Cuando Adela recibió el alta la semana pasada, hice un pequeño cambio en nuestra propiedad.
Con el permiso de Adela, quité esa parte del seto. Instalé una pequeña puertecita de madera entre nuestros jardines.
Ahora, cada mañana a las ocho, ya no hay muros. Adela sale con su andador a su terraza. Yo preparo café para dos y llevo unas magdalenas. Nos sentamos los tres. Adela, Canela y yo.
Canela se tumba a los pies de Adela, apoyando la cabeza en sus zapatillas, cerrando los ojos con pura felicidad.
Adela me dijo algo el otro día mientras acariciaba a mi perra: —Sabes, hijo, yo tenía miedo a morir. No por la muerte en sí, sino porque pensaba que nadie se daría cuenta.

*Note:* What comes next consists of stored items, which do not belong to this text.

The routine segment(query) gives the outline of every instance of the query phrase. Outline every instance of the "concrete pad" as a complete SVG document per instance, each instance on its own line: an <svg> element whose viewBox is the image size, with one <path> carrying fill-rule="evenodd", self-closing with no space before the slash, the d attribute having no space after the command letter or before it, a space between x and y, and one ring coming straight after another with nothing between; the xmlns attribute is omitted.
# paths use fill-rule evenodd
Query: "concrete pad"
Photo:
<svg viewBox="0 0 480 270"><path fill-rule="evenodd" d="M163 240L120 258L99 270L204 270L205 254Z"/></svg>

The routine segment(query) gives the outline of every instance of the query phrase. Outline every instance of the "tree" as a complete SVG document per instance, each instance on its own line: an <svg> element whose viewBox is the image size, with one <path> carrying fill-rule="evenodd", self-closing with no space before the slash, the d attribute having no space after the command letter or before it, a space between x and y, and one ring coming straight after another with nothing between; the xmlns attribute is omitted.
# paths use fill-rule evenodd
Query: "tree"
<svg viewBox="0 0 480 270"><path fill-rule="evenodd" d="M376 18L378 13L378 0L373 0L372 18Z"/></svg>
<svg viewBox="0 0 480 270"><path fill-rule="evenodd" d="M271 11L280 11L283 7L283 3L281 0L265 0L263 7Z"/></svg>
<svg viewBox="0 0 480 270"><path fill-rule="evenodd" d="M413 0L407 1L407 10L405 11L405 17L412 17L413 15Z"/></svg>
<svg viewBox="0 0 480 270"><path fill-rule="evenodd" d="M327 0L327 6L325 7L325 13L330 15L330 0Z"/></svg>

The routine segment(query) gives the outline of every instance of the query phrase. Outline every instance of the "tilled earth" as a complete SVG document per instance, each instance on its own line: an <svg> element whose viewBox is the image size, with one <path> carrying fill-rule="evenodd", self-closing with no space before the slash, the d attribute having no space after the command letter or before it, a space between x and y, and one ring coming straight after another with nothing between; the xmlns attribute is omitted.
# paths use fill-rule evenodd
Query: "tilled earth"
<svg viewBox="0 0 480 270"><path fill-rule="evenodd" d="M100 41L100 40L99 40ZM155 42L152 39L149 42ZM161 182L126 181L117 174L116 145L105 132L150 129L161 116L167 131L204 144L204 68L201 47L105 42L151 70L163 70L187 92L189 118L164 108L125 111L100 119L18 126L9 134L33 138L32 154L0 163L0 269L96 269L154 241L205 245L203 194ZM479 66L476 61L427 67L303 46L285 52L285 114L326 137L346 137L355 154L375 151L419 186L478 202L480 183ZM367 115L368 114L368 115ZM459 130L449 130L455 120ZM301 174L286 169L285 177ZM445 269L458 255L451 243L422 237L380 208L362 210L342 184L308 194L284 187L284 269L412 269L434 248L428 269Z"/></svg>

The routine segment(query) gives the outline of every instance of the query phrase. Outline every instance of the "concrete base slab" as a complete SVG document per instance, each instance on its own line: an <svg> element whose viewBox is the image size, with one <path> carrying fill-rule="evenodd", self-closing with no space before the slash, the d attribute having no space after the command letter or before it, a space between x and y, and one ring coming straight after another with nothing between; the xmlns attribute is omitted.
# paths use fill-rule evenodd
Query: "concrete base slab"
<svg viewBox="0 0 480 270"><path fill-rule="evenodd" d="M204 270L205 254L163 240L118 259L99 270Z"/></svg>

Que me iría en silencio. —Miró a Canela—. Ahora ya no tengo miedo.
Vivimos rodeados de gente, pero levantamos muros tan altos que olvidamos lo esencial. A veces, hace falta un perro, un ser que no entiende de propiedad privada ni de normas sociales, para enseñarnos lo que es la humanidad.
Hacedme caso: mirad hoy por encima de vuestro muro. Quizá haya alguien esperando, simplemente, a que le digáis “buenos días”.